I guess I missed this one too .. she is breathtaking..really!!


----------



## MissMelanie (Feb 13, 2006)

Aaaaaaaaaaaaahhhhhhhhhhhhhhh so pretty!

enJOY!
Melanie


----------



## MickeysMom (Jun 16, 2006)

Sassy is just beautiful. You are very lucky


----------



## samsonsmom (May 4, 2005)

OMG youz sooooo bootifoo. Will youz still wuv me if'n I habe to gets my hairs cut?

Wubs 
Sammie


----------



## sweetbabybe (Sep 24, 2006)

Oh my goodness! What a beautiful









She looks like a little angel all in pink.


----------



## kristiekellogg (Feb 1, 2006)

KIND OF PRETTY?? She's GORGEOUS!


----------



## 2maltese4me (May 8, 2006)

Just gorgeous!!!!!


----------



## Scooter Pie's Mommy (Mar 6, 2006)

Lovely photo.

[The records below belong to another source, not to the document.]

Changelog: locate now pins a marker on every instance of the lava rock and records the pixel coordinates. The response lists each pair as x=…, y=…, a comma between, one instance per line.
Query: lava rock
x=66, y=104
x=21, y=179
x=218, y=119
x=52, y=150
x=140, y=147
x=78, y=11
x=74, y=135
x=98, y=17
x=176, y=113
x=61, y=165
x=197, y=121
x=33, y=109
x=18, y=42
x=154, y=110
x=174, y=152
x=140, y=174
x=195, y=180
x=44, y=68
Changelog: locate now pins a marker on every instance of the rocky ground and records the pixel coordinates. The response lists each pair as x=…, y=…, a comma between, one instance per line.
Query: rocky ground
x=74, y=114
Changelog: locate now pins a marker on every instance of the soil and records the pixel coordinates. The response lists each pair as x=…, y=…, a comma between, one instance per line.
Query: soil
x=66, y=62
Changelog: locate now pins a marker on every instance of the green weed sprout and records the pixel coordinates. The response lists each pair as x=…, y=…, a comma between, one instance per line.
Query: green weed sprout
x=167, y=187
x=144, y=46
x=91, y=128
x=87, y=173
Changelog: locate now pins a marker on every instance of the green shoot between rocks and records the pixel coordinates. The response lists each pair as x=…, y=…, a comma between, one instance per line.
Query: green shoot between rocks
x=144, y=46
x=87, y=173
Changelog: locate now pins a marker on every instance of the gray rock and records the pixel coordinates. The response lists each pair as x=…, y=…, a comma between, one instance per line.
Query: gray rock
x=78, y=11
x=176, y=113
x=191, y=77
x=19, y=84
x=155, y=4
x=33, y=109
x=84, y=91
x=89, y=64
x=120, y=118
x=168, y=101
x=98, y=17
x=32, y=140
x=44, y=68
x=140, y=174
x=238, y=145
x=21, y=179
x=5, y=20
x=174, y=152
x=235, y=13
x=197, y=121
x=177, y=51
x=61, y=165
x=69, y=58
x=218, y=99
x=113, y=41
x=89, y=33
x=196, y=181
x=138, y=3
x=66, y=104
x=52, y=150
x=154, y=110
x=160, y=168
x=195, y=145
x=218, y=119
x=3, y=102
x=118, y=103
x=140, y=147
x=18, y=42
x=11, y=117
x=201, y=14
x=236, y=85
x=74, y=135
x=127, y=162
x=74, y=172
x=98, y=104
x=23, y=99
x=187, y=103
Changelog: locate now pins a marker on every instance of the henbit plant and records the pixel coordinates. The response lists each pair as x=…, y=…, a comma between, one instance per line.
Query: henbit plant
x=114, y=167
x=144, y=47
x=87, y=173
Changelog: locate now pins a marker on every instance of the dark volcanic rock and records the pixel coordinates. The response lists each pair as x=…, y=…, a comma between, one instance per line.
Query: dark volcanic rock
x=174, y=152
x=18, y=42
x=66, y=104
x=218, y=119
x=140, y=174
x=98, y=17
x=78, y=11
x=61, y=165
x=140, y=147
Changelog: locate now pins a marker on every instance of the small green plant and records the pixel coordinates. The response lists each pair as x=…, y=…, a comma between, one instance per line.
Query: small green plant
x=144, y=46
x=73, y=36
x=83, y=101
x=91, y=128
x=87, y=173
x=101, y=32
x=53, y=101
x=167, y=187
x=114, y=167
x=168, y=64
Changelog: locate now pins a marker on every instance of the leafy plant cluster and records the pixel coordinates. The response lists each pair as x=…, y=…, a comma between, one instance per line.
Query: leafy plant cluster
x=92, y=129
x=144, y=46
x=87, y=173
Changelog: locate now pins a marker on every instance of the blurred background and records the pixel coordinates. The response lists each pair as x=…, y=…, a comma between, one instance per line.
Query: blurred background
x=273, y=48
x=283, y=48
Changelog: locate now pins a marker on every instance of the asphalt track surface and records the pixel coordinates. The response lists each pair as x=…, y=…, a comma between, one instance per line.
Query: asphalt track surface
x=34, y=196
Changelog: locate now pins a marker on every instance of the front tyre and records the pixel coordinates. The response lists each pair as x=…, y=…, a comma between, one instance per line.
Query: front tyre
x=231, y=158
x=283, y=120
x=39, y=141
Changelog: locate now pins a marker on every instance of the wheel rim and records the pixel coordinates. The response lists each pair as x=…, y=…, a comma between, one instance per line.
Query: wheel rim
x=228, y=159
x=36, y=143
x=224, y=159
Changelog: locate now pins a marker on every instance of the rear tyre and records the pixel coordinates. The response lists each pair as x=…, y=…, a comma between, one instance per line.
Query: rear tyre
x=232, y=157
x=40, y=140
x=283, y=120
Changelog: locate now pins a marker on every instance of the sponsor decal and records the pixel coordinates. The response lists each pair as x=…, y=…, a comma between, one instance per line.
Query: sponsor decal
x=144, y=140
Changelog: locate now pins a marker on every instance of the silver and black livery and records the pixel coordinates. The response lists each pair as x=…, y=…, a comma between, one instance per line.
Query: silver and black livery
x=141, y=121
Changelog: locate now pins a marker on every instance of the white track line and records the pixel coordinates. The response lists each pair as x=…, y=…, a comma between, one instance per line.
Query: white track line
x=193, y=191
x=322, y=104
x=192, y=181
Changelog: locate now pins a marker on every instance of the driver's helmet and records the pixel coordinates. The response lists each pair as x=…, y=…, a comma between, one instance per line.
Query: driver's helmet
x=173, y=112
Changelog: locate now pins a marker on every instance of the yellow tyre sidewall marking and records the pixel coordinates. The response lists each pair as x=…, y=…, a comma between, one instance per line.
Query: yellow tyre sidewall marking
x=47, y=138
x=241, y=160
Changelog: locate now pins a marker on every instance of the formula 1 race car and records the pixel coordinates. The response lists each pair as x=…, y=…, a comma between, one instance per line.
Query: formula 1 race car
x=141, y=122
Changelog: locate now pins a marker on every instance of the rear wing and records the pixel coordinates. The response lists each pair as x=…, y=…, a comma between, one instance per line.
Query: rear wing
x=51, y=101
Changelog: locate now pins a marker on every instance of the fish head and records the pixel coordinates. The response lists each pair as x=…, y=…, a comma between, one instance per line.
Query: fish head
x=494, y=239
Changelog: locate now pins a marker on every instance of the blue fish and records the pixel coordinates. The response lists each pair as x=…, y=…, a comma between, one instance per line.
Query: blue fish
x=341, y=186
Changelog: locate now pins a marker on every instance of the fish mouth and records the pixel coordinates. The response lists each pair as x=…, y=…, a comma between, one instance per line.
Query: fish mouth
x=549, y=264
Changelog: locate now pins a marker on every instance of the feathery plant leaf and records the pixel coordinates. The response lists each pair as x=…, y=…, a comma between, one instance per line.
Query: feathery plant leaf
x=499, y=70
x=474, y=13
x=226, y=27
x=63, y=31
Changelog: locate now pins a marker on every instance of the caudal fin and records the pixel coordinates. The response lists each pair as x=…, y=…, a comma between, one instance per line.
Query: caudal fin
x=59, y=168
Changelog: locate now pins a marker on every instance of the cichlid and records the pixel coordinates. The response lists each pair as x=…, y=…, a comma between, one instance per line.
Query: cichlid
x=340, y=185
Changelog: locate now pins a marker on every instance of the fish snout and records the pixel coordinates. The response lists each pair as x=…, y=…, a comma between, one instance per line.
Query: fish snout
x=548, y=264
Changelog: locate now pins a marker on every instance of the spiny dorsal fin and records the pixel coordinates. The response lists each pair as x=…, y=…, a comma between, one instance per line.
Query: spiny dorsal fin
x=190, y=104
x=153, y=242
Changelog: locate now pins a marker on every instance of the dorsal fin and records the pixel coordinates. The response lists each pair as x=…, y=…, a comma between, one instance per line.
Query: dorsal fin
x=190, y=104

Beatiful Sassy.


----------



## Zoe and Bella's mom (Jan 23, 2006)

Sassy is stunningly beautiful.

ginny & zoe & bella


----------



## Maltese Adora-Belle (Jan 23, 2005)

Sassy is beautiful as always.!


----------



## thelittlepet (Apr 18, 2006)

Wow, Wow, Wow. Hubby had a fit, she is amazing. Show off and frangrace/aholcohl free baby wipes?? That's all?? She is just glorious.
Aimee


----------



## jude'n'jools (Apr 6, 2006)

She is stunning


----------



## sassy's mommy (Aug 29, 2005)

Thanks again everyone for the lovely compliments. This photo was posted last February. Hummmmmm......I guess with all the newbies maybe I should show some of her better photos.







I am such a proud mommy.


----------



## samsonsmom (May 4, 2005)

You are right to be a proud mommie. She's just perfection. But then, so's her mom!

Samsonsmom


----------



## Indymaltese (Sep 29, 2006)

WOW OMG that should be in a magazine or on a calandar or something.. Sassy is beutiful


----------